The Guardian newspaper has issued an apology after publishing a cartoon featuring former BBC chairman Richard Sharp, which was perceived as antisemitic. The image, which satirized the controversial relationship between Mr. Sharp and former Prime Minister Boris Johnson, depicted exaggerated facial features of the former BBC boss and was removed from their website following backlash.
The scandal comes just a week after The Observer published comments from far-left Labour MP Diane Abbott who claimed that Jewish people and white people cannot actually experience racism.
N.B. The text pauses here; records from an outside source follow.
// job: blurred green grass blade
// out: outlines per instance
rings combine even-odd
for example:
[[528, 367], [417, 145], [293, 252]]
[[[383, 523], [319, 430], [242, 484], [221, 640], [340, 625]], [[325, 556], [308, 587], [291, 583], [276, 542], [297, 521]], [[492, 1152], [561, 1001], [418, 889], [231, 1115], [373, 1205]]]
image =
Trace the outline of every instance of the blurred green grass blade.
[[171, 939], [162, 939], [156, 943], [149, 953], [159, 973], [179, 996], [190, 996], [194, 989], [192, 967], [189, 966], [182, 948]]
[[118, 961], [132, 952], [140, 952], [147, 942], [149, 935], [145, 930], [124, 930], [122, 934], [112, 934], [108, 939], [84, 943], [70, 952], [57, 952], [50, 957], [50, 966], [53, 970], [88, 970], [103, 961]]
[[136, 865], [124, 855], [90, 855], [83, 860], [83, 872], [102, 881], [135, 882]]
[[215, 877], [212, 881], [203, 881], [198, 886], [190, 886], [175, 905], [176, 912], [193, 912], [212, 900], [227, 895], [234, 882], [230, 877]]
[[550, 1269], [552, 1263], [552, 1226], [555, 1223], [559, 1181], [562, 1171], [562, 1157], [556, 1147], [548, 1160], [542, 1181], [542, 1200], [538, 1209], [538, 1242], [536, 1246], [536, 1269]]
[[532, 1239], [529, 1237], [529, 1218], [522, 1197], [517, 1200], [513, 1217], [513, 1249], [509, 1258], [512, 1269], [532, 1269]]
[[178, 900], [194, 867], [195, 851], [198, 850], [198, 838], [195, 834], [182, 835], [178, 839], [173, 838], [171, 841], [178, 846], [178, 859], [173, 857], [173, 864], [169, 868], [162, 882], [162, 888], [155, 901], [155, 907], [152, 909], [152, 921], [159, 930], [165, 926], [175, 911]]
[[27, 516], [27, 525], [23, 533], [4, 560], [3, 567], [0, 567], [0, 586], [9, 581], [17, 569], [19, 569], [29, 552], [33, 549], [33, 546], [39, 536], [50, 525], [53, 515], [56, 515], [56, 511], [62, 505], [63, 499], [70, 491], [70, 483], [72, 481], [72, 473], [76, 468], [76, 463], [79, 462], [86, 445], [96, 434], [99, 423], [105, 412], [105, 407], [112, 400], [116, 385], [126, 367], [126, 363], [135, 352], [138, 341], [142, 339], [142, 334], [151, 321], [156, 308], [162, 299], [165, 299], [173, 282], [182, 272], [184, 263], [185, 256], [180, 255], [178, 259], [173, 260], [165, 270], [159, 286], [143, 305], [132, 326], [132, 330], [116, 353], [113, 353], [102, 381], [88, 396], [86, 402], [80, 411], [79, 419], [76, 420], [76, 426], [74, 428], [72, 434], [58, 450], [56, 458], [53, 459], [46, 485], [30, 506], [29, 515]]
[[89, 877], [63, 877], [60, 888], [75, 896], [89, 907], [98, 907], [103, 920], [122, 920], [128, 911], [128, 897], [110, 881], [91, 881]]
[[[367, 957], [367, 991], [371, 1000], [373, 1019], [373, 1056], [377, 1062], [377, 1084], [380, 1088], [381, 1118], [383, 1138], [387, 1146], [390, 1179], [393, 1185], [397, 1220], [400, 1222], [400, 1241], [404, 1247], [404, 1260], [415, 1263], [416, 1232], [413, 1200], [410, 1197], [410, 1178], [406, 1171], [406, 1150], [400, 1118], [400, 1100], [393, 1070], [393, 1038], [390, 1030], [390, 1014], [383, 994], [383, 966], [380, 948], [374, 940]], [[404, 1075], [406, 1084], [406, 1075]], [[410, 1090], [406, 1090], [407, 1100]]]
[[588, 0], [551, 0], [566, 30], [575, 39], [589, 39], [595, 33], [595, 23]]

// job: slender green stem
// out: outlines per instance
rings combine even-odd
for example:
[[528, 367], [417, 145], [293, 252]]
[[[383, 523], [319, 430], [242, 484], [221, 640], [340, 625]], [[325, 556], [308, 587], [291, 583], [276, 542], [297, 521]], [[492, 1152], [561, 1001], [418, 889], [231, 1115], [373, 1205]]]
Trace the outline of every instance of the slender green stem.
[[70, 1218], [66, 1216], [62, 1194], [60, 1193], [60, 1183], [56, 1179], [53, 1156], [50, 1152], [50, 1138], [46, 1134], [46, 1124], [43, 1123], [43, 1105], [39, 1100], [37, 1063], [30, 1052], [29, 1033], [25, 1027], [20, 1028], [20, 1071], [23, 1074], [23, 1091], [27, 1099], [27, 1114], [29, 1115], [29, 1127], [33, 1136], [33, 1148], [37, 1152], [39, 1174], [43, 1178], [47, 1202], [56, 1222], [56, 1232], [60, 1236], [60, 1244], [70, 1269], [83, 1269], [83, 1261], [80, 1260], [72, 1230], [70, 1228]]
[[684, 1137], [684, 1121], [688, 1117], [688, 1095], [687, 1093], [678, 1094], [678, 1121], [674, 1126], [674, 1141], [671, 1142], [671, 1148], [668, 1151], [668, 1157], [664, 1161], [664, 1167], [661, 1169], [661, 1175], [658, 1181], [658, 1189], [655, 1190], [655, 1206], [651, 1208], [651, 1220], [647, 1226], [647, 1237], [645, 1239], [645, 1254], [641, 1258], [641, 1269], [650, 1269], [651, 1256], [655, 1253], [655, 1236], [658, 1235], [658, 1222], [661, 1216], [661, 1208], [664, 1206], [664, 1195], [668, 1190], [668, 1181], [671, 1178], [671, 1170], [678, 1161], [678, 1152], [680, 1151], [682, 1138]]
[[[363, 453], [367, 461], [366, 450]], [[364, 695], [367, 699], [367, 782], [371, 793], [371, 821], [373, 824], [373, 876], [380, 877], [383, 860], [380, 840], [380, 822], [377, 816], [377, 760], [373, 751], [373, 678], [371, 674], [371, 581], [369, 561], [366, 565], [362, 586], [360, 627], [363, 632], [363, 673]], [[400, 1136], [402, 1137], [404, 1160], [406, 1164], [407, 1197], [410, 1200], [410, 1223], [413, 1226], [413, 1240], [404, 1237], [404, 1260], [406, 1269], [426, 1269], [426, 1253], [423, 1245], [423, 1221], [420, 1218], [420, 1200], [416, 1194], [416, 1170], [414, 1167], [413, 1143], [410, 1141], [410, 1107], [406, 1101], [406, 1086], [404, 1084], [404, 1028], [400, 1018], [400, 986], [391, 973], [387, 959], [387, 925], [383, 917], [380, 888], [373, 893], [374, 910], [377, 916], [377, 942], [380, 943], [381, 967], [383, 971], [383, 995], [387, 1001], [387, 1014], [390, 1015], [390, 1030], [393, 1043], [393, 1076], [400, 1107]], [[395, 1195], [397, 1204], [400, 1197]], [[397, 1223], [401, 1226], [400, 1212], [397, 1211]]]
Both Martin Rowson, the artist responsible for the controversial cartoon, and Abbott have been known supporters of socialist Jeremy Corbyn who was expelled from the party due to reported failures to address anti-semitism within the Labour Party during his tenure as leader.
In response to criticisms over its publication, a spokesperson for The Guardian stated: "We are sorry for any offence caused by this image." Furthermore, they acknowledged that it should not have been published in its original form.
Prominent figures such as former Prime Minister Boris Johnson expressed disappointment with the cartoon. Conservative MP Laura Farris also voiced her disapproval while ex-Labour MP Ian Austin called it "disturbing" on Twitter. Stephen Pollard, editor-at-large of The Jewish Chronicle criticized The Guardian's decision to publish it.
Actress Tracy-Ann Oberman said she did a "double-take" when she saw the image and spoke out about anti-Jewish racism in connection with this incident.
Cartoonist Martin Rowson apologized for creating what he described as "a failure on many levels." He explained that deadlines influenced his rushed approach but insisted he never intended any offense or prejudicial undertones. Additionally, Rowson shared that he attended school with Mr.Sharp and knew he was Jewish; however, his religion never crossed his mind while drawing him.
This controversy highlights ongoing concerns about anti-semitism in media and politics, urging publications to exercise caution and sensitivity when addressing such issues.